Don Russell, the paper’s former owner, put the paper up for sale last year after running it for nearly 30 years. There weren’t many bites, and most people thought it was the end of the paper’s long streak.

“Don Russell, the old editor, thought I was absolutely bonkers to even consider buying the paper,” said Butz. “I know he didn't make much money on the damn thing over the years."

Butz is a retired computer programmer and a labor economist for the state. He receives Social Security benefits, so he said he didn't need the paper to earn him a paycheck. “When it got down to it, I just couldn't stomach the idea of it not continuing,” he said.

More media coverage

Most days Butz works out of the newsroom, with a cup of coffee in hand and a cigarette at the ready, typing out headlines in the cluttered newspaper office. Unless it’s Thursday. Thursday is printing day at the press, which is in Quincy, a 90-minute drive from Downieville.

Once in Quincy, Butz picks up the paper from the press and packs the stacks in his Subaru, setting off across Sierra County. Butz is also the paper’s deliveryman. He drives from Quincy to Grass Valley, stopping in post offices and gas stations in between, filling newspaper stands with the week’s edition and collecting coins from its sales.

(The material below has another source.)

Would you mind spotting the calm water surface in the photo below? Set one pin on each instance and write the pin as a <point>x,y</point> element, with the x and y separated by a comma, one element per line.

After he saved the paper, the story received national press and his subscriber numbers went up. He sells about 300 papers a week in newsstands across the county, but he’s got nearly 800 subscribers across 36 states.

Butz lives in a rustic off-grid cabin on the side of a mountain. He’s got no cell service or internet. His daughter lives out of town and worries about him. In late March, he was snowed in for several days and eventually rescued by the town snowplow.

At her urging, Butz moved into the newsroom. He brought in a futon and set up a makeshift kitchen in the old darkroom. He plugged in a coffee maker and prepares soft-boiled eggs in an electric kettle.

“I like it, actually. No commute. I'm here to work,” he said. “There's always work to do on the newspaper.”

In the first issue after he took over the paper, Butz wrote about the times in his life that newspapers have been with him.

“Newspapers have affirmed my existence time and time again. Keeping this paper alive is maintaining a love affair,” he wrote.

Butz says, in some ways, keeping the paper going was like a protest, a fight against losing the essential things. Now, he continues to provide essential coverage for his community during the coronavirus crisis.


“There's a certain amount of rebellion that's involved in what I've done. It’s like, 'God damm it, no!' If I have a chance to make a difference in this I’m going to do it,” Butz said. “We'll see how long I last. But so far, so good.”